Archive for the ‘*** Article Reviews’ Category

View-Throughs Again

Friday, September 14th, 2007

In my post ”Banners versus Search“, I talked about the problem with view-through measurements that so many folks use to justify banner buys.  Kevin Lee has written a short piece on ClickZ worth checking out for those interested in more on this issue and all the pitfalls of the view-through measurement.  He also includes a proposal for a new measurement called “view around”, which sounds to me like a classic controlled test / regression model scenario. 

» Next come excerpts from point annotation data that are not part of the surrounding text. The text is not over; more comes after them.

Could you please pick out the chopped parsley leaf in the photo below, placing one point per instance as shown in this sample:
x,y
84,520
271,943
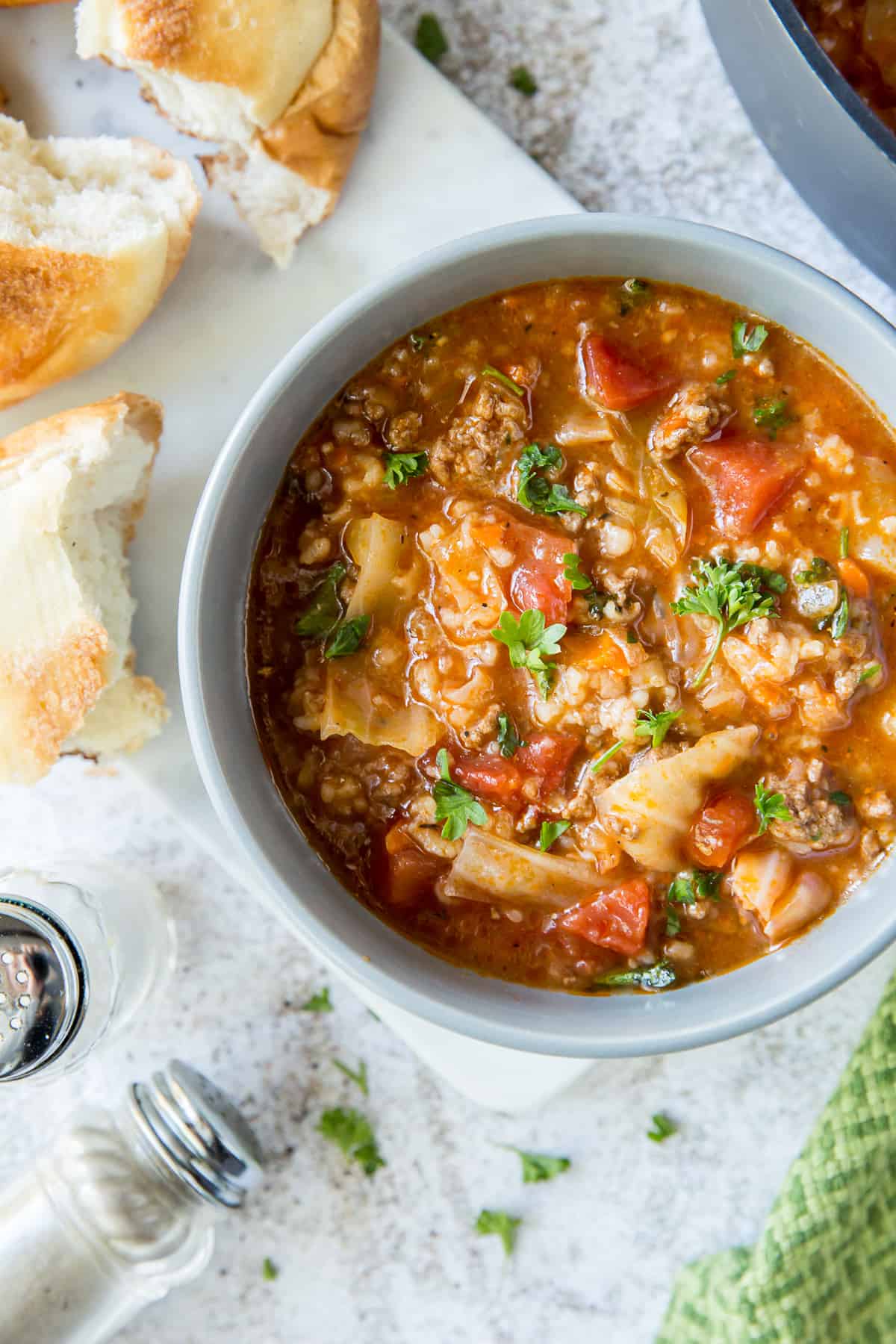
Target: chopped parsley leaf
x,y
662,1128
351,1130
454,804
696,885
528,641
347,638
659,976
509,739
747,343
489,371
608,754
729,591
402,467
494,1223
656,726
324,608
535,492
770,806
430,40
319,1003
773,416
573,573
539,1166
523,81
551,831
358,1077
817,573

This is a much better approach; after all, do you really care what the actual behavior behind the banner / search combo is (measuring accurately) or do you care about how to optimize the combo and make more money (measuring precisely)?

Since you can’t really control the way traffic interacts with a combined banner / search campaign anyway, attempting to measure something like “view-through” isn’t actionable; there are too many uncontrolled events.  Measuring the effectiveness of various combinations – regardless of which is viewed / clicked first, last, how many times, etc. is a much more actionable approach.

Check the article out here.

*** Customer-Centric IT Wins

Wednesday, August 29th, 2007

Yes, I know for many marketing folks this seems to be an oxymoron, but the fact is that Marketers – especially those with some understanding of business process and the IT world – can influence the direction of IT and generate genuine customer-centric wins.  This in turn makes all your marketing efforts more productive

Web analysts, this is the kind of work you will be supporting with analysis in 5 years…it’s just a much larger version of optimizing a web site, isn’t it?  And in many ways, a lot more fun…

Requires a different mindset?  Sure, it’s not buying media or developing creative or analyzing response.  But these are the kinds of projects Marketing folks (especially data-driven ones) should be championing by providing the customer models for IT to base a plan on and forge ahead.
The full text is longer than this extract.